Mrs. Barb laughed and shook her head. “Absolutely not, that boy doesn’t know what’s best for him. You’re a mom, Brooke, so I would expect you already figured this out. Children need to be guided toward what’s best for them, and men cannot be told what to do. But if you can get them to think it’s their idea”—she clapped her hands—“then you still get what you want.”
May laughed.
“Mrs. Barb, I just don’t want you to be disappointed when Dalton packs his things and heads back to Virginia,” Brooke said.
“He isn’t going back there, honey. There’s no job, no house, no true love. There’s nothing there for him.”
“True love?” Brooke asked. May set a bag with her oatmeal and fruit in front of her, but Brooke couldn’t walk away. She had to know what Dalton’s gran was plotting.
“Yes. Once Dalton falls in love here in Sandy Point, he’ll never want to leave. He’ll realize everything he was ever out there looking for was here all along.”
Brooke sighed.
“Well then, you just have to get him to fall in love,” May said.
“Exactly! Now I also need a favor from you Garcia girls.”
May set a coffee mug topped with foam in the shape of a crown in front of Mrs. Hart, then leaned forward and rested her chin on her hands. “Yes, ma’am, what can we do for you?”
“I need more volunteers to work the booths at the Summer Solstice. Can I count on you both?”
“No thank you, last time you stuck me in the kissing booth!” Brooke said, grabbing her bag.
“If I promise you won’t have to kiss anyone?” Mrs. Hart said.
Brooke looked at her watch. “Alright, I’ll help. I just need to be done by eight to get Max in bed at a decent time.”
“Deal.” Then she set her eyes on May.
“Of course I’ll be there, and I’m not so picky about the kissing booth.”
“May,” Brooke warned.
“Well, how else am I going to get through all these toads?”
“I’m off to work, have a good one,” Brooke said to Mrs. Hart and May.

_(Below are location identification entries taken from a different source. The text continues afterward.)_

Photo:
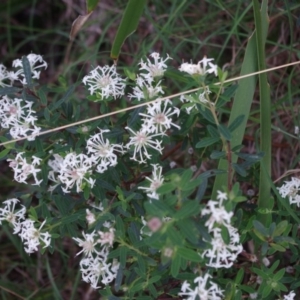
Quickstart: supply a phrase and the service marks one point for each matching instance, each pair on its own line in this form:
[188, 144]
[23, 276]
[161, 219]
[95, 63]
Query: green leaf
[260, 227]
[224, 132]
[277, 247]
[266, 291]
[175, 266]
[239, 169]
[27, 70]
[217, 154]
[280, 228]
[4, 152]
[186, 177]
[205, 142]
[242, 103]
[123, 255]
[236, 123]
[91, 5]
[128, 25]
[225, 235]
[66, 96]
[9, 91]
[188, 254]
[239, 277]
[189, 208]
[279, 274]
[166, 188]
[188, 230]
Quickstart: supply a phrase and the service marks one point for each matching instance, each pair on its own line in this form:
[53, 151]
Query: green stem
[264, 201]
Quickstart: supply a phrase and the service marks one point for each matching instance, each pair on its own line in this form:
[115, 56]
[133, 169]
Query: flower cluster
[36, 63]
[291, 189]
[221, 254]
[204, 290]
[23, 167]
[103, 151]
[31, 236]
[290, 296]
[18, 115]
[148, 85]
[203, 67]
[74, 169]
[5, 77]
[95, 265]
[106, 82]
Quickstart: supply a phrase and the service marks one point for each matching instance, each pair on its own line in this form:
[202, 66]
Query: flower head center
[160, 118]
[104, 82]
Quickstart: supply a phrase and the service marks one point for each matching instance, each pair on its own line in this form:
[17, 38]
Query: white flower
[106, 81]
[32, 237]
[106, 237]
[19, 117]
[95, 269]
[75, 170]
[9, 214]
[156, 181]
[88, 244]
[90, 217]
[203, 67]
[141, 140]
[36, 63]
[222, 255]
[102, 151]
[201, 291]
[23, 168]
[5, 77]
[155, 69]
[290, 296]
[291, 189]
[146, 90]
[158, 119]
[253, 296]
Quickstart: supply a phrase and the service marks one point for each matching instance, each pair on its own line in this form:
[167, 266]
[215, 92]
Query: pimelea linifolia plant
[139, 215]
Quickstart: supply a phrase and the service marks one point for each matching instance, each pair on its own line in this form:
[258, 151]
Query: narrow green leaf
[119, 279]
[240, 275]
[224, 132]
[27, 70]
[175, 266]
[241, 103]
[123, 255]
[128, 25]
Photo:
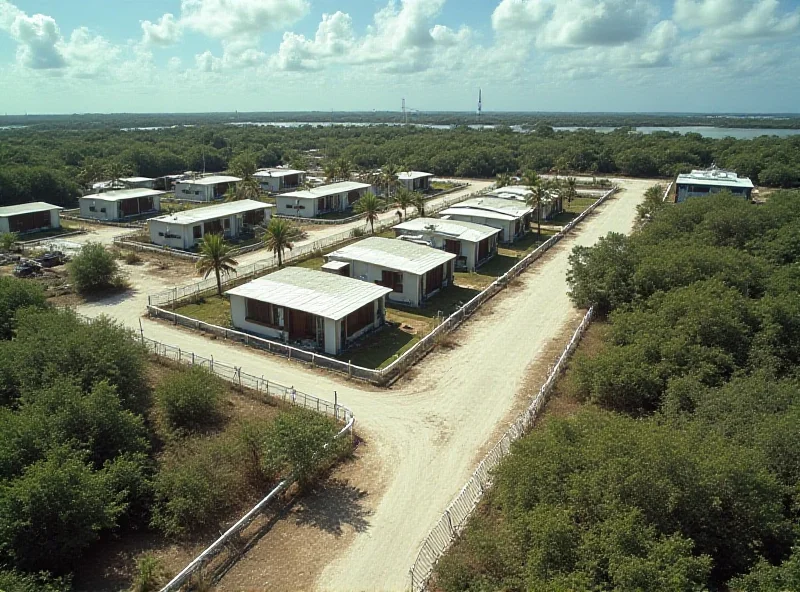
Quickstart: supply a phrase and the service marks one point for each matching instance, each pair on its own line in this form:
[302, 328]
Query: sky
[110, 56]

“Can you remind my grandson he’ll be working the kissing booth if he doesn’t help me finish a special booth stand this week?” Mrs. Hart asked.
“Oh, um, sure. Bye!”
Brooke caught her sister’s and Mrs. Hart’s matching mischievous smiles in the reflection of a mirror on the wall as she walked away, but she didn’t think she wanted to know what they were conspiring about.

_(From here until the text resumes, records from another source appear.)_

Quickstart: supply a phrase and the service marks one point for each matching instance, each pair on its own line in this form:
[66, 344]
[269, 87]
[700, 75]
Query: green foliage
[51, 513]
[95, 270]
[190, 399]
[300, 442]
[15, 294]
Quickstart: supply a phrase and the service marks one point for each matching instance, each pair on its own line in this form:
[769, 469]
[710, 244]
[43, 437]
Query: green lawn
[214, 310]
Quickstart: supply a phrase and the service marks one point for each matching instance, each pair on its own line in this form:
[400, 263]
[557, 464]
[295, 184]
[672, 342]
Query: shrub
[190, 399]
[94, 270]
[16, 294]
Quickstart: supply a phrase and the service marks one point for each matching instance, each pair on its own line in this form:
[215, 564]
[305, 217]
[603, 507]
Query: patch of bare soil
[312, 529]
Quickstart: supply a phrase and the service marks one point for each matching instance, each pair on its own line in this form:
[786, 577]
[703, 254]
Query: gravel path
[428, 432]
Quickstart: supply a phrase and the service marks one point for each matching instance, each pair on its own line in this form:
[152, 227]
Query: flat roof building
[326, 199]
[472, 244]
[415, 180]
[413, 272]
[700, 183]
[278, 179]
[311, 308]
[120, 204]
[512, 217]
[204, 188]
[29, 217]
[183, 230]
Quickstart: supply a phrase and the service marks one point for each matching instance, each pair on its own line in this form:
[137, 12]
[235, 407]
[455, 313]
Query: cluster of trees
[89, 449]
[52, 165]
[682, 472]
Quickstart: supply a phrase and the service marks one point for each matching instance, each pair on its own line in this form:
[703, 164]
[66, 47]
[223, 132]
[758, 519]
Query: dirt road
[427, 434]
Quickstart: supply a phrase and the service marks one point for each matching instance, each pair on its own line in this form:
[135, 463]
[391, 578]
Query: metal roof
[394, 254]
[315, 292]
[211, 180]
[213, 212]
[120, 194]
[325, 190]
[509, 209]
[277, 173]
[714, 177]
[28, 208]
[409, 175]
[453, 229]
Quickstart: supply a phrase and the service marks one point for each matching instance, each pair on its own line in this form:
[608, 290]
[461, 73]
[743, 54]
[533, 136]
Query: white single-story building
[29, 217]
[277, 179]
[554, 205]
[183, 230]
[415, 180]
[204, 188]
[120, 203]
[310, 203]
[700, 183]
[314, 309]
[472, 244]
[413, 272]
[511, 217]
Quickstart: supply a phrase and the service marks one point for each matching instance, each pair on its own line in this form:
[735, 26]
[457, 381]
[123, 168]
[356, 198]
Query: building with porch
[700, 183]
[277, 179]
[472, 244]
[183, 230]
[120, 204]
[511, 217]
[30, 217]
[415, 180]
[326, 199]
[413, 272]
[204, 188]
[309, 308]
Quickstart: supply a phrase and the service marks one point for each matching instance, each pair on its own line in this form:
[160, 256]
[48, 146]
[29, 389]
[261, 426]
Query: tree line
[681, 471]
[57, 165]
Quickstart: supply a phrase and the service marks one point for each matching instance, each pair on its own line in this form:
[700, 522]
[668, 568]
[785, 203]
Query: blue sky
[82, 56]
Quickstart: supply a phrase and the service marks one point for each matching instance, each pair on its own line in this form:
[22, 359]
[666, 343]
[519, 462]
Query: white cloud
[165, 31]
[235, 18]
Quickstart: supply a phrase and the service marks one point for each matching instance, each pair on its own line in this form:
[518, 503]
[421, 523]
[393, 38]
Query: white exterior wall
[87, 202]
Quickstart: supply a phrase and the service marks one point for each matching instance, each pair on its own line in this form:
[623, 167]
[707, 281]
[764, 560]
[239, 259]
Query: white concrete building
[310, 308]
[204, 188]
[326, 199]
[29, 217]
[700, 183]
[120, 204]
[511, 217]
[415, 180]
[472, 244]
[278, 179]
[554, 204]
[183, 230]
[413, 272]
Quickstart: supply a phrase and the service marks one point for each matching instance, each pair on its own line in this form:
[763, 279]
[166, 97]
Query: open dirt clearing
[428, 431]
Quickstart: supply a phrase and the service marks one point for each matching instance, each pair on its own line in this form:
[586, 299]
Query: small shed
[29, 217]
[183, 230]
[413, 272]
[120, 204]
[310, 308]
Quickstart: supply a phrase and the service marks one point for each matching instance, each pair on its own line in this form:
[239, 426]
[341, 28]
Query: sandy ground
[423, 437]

She would have been happy to pass Mrs. Hart’s message on to Dalton, but she was avoiding him. The more she wanted to be near him the harder it was to resist, but she knew it would only end in disaster. And she didn’t need the drama. Tyler had been ordered to pay her back child support based on his earnings, with interest, by the end of the month. But she wasn’t yet sure she wanted to fight for the trust, even if it was Max’s family, his legacy. That kind of money could change a person and the entire trajectory of his life—if the Banks family didn’t find some loophole to cut Max out of the trust. So she’d asked Declan to wait to file the documents.
“Brooke, did you hear me?”
Her head popped up from her desk to find Dalton standing in the doorway with blue scrubs on that made his eyes almost glow.

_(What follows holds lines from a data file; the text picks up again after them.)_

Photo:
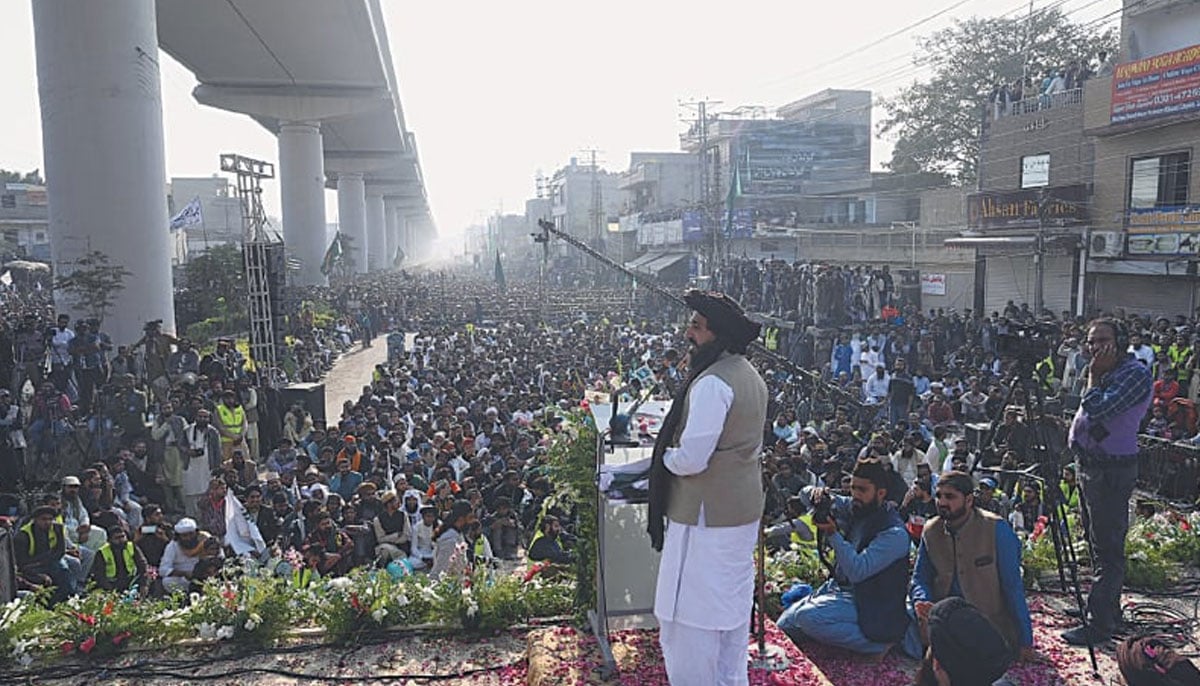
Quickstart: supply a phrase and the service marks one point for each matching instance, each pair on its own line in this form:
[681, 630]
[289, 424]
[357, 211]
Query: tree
[936, 121]
[34, 178]
[214, 287]
[93, 284]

“No, sorry. What did you say?”
“I said with Dr. Jones being out all week, did you need me to take on any longer shifts? Won’t Tommy and I need to split the days?”
“We’ll do a modified shift with on-call hours for you both. The nurses can usually handle most of the traffic we’ll get in those hours, but it’s always good to have you on standby.”
“Gotcha.” He held up his phone to look at the schedule. “So the stars are the days we’re on call?”
“You got it.” She was sitting behind her desk, but it didn’t seem far enough to not smell his manly, sweet scent.